5.      The tours were structured around personal stories of individuals and families.  In the tenement building we did a tour called “Hard Times” that highlighted the perseverance and ingenuity of immigrants facing adversity. We were in two reconstructed apartments of an early German Jewish family and a later Italian Catholic family. We learned the names of the people who lived there, heard their stories, were shown documents and photos of their lives and heard about their currently living descendants who helped put together the stories. So the tenements became places with named people who had connections to real people who are alive today – one who died in the 9/11 disaster.  Each guide carried around laminated copies of documents.

The National Museum of the American Indian with collections in Washington DC and NYC is also very well done and demonstrates some of the best practices in museum exhibits. The museum is based on a private collection of George Heye beginning at the end of the 19th century. The museum is down near Wall Street and the financial district so an interesting walk too. It is housed in the old custom's building  which is quite grand on its own.

http://nmai.si.edu/explore/exhibitions/newyork/

Here are some of the things that I noticed at this museum:

1.      The story behind the collection of the artifacts was included in the exhibit. Rather than presenting the objects out of context they exhibits told how Heye got a hold of them. In one case he bought the Northwest Coast objects for a very low price because the potlatch was outlawed by the federal government and the goods confiscated when they held an illegal potlatch. The government then sold the goods at an auction. By doing this one connects what was collected with a very particular time frame and historical context of the collector rather than seeing them as timeless pieces.

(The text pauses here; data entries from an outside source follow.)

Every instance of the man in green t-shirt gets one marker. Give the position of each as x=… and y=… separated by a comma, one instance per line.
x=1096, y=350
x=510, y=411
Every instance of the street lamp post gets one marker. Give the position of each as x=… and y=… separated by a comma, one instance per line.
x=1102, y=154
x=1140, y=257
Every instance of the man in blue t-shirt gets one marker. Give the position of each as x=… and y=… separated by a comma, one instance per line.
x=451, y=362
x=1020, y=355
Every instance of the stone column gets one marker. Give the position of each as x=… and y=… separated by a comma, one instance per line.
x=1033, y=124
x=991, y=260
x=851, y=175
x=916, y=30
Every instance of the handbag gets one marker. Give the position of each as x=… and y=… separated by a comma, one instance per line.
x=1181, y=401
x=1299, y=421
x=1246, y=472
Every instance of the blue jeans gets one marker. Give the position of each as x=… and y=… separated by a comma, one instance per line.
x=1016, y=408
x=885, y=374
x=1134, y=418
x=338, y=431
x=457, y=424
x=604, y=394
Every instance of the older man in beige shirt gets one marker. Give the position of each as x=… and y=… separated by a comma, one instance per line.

2.      The Great Lakes exhibit mixed contemporary native artists and traditional artifacts. A special temporary exhibit in the museum was organized each room around a theme in which older artifacts were displayed together with recent Native artist renderings of the same theme. For example on of the themes was the spirit world – the sky thunderbirds and the water panthers. One could see the same symbolic world playing out in contemporary paintings as well as buckskin pouches. 

3.      Where possible the creators/owners of the objects were named and their stories told.  Amidst all of the displays there were always a few objects highlighted by telling the personal story of the people behind them, often with photos or oral history. Like the tenement museum this made lives of real people much more apparent.  In addition many of the objects had explanations of their use and meaning by named native people. This helped us to appreciate the objects beyond their function and see them in a larger symbolic world and cultural context.

4.      The exhibit featured the ways that native and anglo culture interacted. This allowed them to tell the stories of oppression of Native cultures but also to show the new hybrid forms that emerged from trade goods and the tourist trade.  The exhibit avoided the depiction of a reified and idealized native culture that did not change over time, but rather showed the dynamic ways that people adapted in spite of domination and destruction.

5.      A limited number of objects were on display in fairly sparse arrangements. Each exhibit case featured a focal point in a story or object so that your attention was not so scattered. There were clear explanations of  the context of each region and set of objects. Each section included interactive video screens and video clips of interviews that explained the artifacts. By displaying fewer objects you could concentrate more on each one and the overall effect was beautiful.